Presiden Prabowo Subianto menandatangani Peraturan Pemerintah Nomor 20 Tahun 2026 tentang Perubahan atas PP Nomor 55 Tahun 2022 mengenai Penyesuaian Pengaturan di Bidang Pajak Penghasilan untuk memberi kepastian hukum bagi pelaku usaha mikro, kecil, dan menengah.
Kepastian mengenai kelanjutan fasilitas Pajak Penghasilan Final sebesar 0,5 persen tersebut mendapat apresiasi dari Ikatan Konsultan Pajak Indonesia pada Jumat, 29 Mei 2026. Regulasi baru ini memperpanjang fasilitas PPh Final bagi wajib pajak tertentu hingga Tahun Pajak 2026 setelah masa pemanfaatan sebelumnya berakhir.
Kebijakan tersebut diterbitkan pemerintah untuk menjawab kebingungan pelaku UMKM orang pribadi mengenai mekanisme pembayaran dan pelaporan pajak. Aturan baru ini juga memperketat sejumlah ketentuan demi mencegah praktik penghindaran pajak.
Ketua Umum IKPI Vaudy Starworld menyampaikan bahwa kepastian regulasi merupakan faktor krusial dalam membangun kepatuhan pajak sukarela dari masyarakat.
"Terima kasih kepada Bapak Presiden Prabowo Subianto yang telah menandatangani perubahan PP 55 Tahun 2022 menjadi PP 20 Tahun 2026. Kehadiran aturan ini memberikan kepastian hukum yang sangat dibutuhkan pelaku UMKM dalam menjalankan kewajiban perpajakannya," kata Vaudy, Jumat (29/5/2026).
Sebelum regulasi ini terbit, IKPI memproyeksikan adanya potensi kebingungan terkait pilihan penggunaan Norma Penghitungan Penghasilan Neto, pembukuan, maupun tarif final. Vaudy menambahkan bahwa kejelasan aturan akan mempermudah langkah administrasi wajib pajak.
"UMKM membutuhkan kepastian. Dengan adanya regulasi yang jelas, pelaku usaha dapat fokus mengembangkan usahanya tanpa harus khawatir terhadap ketidakjelasan perlakuan pajak yang berlaku," ujarnya.

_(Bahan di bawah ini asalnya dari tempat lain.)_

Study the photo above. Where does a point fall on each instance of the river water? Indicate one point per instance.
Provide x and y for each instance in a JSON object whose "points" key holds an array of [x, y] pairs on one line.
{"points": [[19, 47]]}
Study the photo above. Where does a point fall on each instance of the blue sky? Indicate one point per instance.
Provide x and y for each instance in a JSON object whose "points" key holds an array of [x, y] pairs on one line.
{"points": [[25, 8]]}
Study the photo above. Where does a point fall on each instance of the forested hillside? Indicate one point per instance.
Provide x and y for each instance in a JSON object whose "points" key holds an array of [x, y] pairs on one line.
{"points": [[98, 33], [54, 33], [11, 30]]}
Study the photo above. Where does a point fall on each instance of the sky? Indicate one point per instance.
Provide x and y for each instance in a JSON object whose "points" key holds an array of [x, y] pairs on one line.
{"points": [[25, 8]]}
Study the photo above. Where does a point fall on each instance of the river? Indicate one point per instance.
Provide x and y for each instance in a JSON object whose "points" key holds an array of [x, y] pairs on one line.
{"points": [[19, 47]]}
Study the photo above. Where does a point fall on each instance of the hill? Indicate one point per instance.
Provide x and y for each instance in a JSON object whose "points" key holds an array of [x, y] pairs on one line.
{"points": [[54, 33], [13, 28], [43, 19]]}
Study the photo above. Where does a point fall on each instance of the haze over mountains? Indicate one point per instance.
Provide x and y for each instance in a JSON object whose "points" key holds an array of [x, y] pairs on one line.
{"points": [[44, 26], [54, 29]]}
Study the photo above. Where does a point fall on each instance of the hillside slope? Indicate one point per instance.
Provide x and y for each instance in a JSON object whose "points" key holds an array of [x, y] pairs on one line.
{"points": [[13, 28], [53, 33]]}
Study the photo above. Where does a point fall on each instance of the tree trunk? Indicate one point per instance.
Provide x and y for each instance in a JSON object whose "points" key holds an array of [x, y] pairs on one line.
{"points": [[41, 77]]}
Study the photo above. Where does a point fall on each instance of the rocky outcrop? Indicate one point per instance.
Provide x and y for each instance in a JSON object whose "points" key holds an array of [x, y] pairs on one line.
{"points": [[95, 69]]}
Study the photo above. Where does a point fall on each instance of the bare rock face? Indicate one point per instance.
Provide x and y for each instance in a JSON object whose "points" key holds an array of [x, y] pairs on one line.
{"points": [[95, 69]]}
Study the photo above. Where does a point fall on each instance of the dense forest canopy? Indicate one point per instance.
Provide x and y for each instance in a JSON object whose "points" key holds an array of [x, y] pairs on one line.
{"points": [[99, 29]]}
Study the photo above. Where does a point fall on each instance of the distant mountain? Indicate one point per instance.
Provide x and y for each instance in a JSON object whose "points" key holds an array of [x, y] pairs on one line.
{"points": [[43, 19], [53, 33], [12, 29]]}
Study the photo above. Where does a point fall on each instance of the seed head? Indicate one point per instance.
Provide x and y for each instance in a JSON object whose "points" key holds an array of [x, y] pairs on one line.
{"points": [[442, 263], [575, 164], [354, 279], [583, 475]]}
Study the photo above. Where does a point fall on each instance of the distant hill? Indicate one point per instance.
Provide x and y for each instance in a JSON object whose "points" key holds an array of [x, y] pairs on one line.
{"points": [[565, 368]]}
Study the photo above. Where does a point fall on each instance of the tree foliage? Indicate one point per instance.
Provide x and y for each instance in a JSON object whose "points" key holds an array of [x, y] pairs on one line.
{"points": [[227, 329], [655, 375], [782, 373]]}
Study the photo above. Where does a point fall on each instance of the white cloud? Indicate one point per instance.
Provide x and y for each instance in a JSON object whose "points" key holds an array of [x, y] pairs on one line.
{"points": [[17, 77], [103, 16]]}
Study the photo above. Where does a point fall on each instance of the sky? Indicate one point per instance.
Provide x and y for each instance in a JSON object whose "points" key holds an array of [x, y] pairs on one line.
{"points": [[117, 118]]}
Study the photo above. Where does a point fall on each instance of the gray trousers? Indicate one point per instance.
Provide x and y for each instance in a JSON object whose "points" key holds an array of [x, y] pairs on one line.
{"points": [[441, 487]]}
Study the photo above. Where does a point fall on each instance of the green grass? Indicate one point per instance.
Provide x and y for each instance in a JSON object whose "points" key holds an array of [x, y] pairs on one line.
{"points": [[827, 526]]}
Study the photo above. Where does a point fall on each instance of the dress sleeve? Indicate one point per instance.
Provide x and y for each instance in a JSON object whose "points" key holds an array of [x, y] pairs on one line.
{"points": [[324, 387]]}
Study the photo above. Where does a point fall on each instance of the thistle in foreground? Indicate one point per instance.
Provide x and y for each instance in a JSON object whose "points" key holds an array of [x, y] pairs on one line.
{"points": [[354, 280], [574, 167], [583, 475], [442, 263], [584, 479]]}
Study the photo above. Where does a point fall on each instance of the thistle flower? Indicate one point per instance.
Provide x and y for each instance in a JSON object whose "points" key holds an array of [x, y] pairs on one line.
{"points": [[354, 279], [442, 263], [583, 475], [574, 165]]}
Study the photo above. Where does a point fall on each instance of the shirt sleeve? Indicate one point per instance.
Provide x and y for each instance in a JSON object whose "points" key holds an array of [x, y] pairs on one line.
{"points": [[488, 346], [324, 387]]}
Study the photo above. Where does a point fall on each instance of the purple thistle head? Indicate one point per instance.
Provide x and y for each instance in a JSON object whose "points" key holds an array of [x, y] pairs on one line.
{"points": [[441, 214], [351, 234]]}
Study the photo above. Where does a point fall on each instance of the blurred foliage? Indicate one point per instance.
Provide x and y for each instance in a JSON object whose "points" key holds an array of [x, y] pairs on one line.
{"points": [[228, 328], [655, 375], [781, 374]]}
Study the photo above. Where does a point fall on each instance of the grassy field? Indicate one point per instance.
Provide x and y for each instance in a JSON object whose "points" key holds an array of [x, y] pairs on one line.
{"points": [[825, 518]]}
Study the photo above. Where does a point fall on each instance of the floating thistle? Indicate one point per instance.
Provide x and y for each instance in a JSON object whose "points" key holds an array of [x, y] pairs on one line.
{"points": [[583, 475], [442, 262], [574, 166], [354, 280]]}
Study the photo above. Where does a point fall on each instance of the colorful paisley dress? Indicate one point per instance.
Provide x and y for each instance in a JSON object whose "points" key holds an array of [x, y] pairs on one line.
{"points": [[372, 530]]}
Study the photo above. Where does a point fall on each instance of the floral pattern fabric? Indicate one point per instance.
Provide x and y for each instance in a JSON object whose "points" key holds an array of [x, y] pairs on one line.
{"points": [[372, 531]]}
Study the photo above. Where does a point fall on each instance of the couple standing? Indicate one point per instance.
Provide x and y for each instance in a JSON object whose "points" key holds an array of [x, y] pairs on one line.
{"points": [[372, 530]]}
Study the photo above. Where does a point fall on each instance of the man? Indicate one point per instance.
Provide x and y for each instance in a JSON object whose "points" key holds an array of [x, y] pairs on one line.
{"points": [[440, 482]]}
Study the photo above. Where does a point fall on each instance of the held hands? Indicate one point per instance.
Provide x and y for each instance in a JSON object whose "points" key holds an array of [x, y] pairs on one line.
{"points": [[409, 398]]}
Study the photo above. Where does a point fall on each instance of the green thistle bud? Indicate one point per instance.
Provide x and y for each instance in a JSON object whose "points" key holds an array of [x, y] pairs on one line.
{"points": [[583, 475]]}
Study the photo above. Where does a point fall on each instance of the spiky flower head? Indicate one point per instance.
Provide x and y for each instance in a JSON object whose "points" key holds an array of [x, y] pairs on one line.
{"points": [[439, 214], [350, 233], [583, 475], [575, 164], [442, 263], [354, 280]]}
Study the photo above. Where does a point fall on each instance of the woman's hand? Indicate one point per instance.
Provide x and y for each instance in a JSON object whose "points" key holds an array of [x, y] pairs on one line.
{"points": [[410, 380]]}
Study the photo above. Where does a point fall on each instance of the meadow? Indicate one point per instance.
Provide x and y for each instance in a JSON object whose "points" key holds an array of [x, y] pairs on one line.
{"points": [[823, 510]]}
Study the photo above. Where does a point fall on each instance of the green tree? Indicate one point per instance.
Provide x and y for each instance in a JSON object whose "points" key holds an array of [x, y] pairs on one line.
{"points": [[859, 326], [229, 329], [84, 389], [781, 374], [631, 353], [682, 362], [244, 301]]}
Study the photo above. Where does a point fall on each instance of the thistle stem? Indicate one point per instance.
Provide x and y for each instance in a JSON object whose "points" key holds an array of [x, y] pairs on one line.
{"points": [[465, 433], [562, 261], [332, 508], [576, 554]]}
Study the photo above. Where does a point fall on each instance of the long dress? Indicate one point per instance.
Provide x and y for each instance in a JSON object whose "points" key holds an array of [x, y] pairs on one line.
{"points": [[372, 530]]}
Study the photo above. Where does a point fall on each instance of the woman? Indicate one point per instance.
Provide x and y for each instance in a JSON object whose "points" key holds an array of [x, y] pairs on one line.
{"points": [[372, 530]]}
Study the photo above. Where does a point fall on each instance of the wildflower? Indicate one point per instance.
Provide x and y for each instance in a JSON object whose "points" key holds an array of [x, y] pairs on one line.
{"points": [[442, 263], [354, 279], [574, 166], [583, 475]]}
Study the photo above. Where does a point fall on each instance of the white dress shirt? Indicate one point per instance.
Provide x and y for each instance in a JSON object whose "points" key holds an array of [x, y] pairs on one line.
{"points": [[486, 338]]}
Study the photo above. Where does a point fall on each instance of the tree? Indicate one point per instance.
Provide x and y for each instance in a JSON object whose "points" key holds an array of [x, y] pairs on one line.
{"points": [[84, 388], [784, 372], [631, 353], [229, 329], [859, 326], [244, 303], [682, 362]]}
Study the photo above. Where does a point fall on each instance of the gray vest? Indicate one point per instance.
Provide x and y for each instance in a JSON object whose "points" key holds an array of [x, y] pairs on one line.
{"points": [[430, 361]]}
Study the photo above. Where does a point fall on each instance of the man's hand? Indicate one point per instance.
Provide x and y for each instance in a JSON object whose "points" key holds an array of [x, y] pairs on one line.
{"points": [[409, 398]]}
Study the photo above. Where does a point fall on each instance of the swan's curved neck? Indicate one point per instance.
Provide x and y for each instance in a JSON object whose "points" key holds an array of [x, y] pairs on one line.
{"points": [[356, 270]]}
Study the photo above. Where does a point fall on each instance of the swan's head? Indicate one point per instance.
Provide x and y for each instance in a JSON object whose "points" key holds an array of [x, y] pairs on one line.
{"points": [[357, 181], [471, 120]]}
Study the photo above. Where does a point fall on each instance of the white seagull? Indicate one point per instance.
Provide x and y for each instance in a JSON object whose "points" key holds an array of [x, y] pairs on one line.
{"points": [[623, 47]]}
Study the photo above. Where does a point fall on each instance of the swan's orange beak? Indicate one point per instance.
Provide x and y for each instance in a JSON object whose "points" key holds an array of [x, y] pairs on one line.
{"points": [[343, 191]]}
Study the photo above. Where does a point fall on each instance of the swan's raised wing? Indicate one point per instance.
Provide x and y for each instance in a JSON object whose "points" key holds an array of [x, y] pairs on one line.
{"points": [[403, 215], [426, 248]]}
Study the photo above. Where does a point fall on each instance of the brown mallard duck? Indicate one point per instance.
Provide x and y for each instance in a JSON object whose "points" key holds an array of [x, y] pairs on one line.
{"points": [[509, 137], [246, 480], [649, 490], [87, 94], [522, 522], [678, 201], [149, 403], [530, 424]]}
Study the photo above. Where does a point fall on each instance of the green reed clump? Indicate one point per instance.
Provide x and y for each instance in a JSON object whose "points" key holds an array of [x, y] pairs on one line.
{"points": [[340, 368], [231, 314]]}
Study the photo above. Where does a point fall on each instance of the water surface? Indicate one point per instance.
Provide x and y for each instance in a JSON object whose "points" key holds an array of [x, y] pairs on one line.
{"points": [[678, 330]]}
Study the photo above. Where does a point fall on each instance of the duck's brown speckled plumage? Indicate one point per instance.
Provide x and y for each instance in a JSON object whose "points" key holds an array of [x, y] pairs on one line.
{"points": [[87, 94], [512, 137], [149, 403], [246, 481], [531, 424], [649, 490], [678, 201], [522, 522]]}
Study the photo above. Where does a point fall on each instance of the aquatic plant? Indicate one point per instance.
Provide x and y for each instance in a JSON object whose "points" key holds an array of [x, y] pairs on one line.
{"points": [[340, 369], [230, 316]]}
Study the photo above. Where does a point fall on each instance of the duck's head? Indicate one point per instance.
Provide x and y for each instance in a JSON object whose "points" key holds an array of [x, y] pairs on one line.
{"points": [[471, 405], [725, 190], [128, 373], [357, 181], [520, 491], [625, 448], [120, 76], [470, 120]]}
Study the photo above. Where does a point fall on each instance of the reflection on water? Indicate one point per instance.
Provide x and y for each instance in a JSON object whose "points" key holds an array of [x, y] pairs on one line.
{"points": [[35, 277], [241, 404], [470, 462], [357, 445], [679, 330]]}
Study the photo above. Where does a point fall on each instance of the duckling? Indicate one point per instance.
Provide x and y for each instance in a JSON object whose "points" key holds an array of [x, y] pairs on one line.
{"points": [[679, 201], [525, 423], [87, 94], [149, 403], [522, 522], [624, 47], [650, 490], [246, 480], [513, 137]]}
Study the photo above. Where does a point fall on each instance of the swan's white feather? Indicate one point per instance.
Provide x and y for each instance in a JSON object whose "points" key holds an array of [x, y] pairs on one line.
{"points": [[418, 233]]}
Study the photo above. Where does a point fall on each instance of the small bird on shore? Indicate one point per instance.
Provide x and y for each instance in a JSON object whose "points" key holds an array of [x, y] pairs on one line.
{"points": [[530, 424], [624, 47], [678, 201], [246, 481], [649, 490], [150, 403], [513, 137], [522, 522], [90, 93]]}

Asosiasi profesi ini sebelumnya telah mengirimkan surat resmi kepada Presiden Prabowo Subianto melalui Sekretariat Presiden pada 4 Maret 2026. Surat yang ditandatangani oleh Vaudy Starworld dan Sekretaris Umum IKPI Edy Gunawan tersebut berisi permohonan percepatan perubahan regulasi demi mendesaknya kebutuhan kepastian hukum.
Langkah responsif pemerintah melalui penerbitan aturan baru ini dinilai menjadi sinyal positif atas akomodasi aspirasi dari pelaku usaha dan praktisi perpajakan.
"Ini menjadi langkah positif karena di satu sisi pemerintah tetap memberikan kemudahan kepada UMKM, tetapi di sisi lain juga memberikan kepastian hukum yang selama ini ditunggu-tunggu oleh masyarakat," kata Vaudy.
Berdasarkan catatan informasi regulasi, Presiden Prabowo Subianto telah menandatangani PP Nomor 20 Tahun 2026 ini pada 22 April 2026 dan status hukumnya langsung berlaku sejak tanggal diundangkan.